From Anne of Green Gables (the Kevin Sullivan production of 1985):
Marilla to Matthew, while discussing Anne’s invitation to the Christmas ball: “Remember, in the beginning, I told you not to put your oar in.”
I should have remembered about the oars — and the fact that oars can propel one forward, or backward:
I thought I would have a chat with the Bride-of-the-Century about being kinder to her mother. This is the mother who went into debt to give her daughter the Wedding of the Century and then could not understand why said daughter ignored her on the wedding day. This is also the same mother who routinely got the cold shoulder for inexplicable reasons, along with the “dumb as shit” eye-roll treatment when she and BOC got into (usually pointless) arguments. Anyway, I didn’t get very far. BOC went running to Mom to complain that I was “freaking her out” by wanting to have this talk, and furthermore, this future conversation was ruining her upcoming spring vacation. Mom of Diva told me in no uncertain terms that really, I had no business trying to have a conversation with her daughter, and that she would never do this sort of thing with my daughter without clearing it with me first. BOC is TWENTY-EIGHT years old this year, gainfully employed, a wife, a mother (unfortunately to budding Diva #2, but that’s another post). Who knew I could “freak out” both mother and daughter? I genuinely thought I had been in BOC’s life long enough — watched her grow up and all that — that I could offer some minor words of wisdom. I thought I could help.
I could not, of course.
BOC’s life is one of drama, and where there is none, she manufactures it. We are all expected to be spectators, and I should have known all that based on her wedding production. It did not occur to me that Mom was not only willing, but was in fact an absolutely essential participant. I used to rag on BOC’s Dad for his seeming unwillingness to rein her in; I now realize that it truly was more than his life was worth to even attempt to interfere in the incredibly entwined mother-daughter relationship. It is a dysfunctional relationship, but one that both need in their lives.
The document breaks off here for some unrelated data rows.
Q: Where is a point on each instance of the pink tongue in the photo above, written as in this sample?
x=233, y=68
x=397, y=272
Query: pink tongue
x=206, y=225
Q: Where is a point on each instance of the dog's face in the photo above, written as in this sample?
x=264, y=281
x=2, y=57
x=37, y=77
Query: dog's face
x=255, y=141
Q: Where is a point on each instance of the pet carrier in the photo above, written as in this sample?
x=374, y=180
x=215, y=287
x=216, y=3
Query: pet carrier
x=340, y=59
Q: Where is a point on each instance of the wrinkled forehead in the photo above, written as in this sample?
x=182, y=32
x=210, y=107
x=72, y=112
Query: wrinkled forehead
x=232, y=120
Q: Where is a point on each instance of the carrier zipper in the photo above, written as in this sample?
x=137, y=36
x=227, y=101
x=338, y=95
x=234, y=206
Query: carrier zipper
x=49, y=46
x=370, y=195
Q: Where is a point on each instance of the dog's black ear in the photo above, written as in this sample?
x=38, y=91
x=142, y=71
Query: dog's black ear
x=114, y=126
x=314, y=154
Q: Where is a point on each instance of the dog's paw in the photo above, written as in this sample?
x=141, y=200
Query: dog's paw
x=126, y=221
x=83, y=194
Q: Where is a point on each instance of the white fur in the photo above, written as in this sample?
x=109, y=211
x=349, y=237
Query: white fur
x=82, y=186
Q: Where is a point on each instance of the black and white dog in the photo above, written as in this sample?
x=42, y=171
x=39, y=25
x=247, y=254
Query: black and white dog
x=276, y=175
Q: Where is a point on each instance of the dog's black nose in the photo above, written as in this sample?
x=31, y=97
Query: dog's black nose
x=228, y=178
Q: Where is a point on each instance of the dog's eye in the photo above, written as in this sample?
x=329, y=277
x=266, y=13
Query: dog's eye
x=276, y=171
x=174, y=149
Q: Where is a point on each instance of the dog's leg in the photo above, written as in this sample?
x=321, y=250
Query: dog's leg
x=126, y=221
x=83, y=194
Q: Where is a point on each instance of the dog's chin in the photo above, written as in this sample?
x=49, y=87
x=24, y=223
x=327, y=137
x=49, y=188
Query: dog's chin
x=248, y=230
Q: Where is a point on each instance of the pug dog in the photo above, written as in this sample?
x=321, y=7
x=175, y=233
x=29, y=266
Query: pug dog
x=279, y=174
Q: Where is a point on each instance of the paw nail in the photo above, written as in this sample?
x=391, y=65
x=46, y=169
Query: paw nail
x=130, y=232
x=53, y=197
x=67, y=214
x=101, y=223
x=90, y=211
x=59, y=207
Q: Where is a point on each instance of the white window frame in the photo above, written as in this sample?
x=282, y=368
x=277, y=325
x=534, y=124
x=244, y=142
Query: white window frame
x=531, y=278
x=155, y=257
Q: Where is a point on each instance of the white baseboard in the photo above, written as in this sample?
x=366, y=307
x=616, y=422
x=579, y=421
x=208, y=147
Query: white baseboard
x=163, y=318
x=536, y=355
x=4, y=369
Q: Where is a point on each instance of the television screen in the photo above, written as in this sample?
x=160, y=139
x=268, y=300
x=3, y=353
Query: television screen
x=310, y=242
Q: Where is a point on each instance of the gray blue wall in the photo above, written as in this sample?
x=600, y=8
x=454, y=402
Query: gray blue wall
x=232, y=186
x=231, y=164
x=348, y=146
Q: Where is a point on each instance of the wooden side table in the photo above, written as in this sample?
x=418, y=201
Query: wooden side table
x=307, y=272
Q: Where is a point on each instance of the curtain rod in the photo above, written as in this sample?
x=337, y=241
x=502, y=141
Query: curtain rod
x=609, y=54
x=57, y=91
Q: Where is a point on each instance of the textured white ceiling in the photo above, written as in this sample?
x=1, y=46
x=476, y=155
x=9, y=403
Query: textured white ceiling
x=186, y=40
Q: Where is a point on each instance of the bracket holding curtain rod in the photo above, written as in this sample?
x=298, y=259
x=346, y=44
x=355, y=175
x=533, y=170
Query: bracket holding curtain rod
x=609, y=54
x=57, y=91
I regret all the times I told The College Kid that she had to babysit Diva #2, had to go have dinner, had to participate in some event or other . . . . not because those things were not important, but because I should have let her to manage her own relationships. I hope she would have done all those things anyway because she loves her godmother, but nevertheless I should have trusted her judgment, young as she was.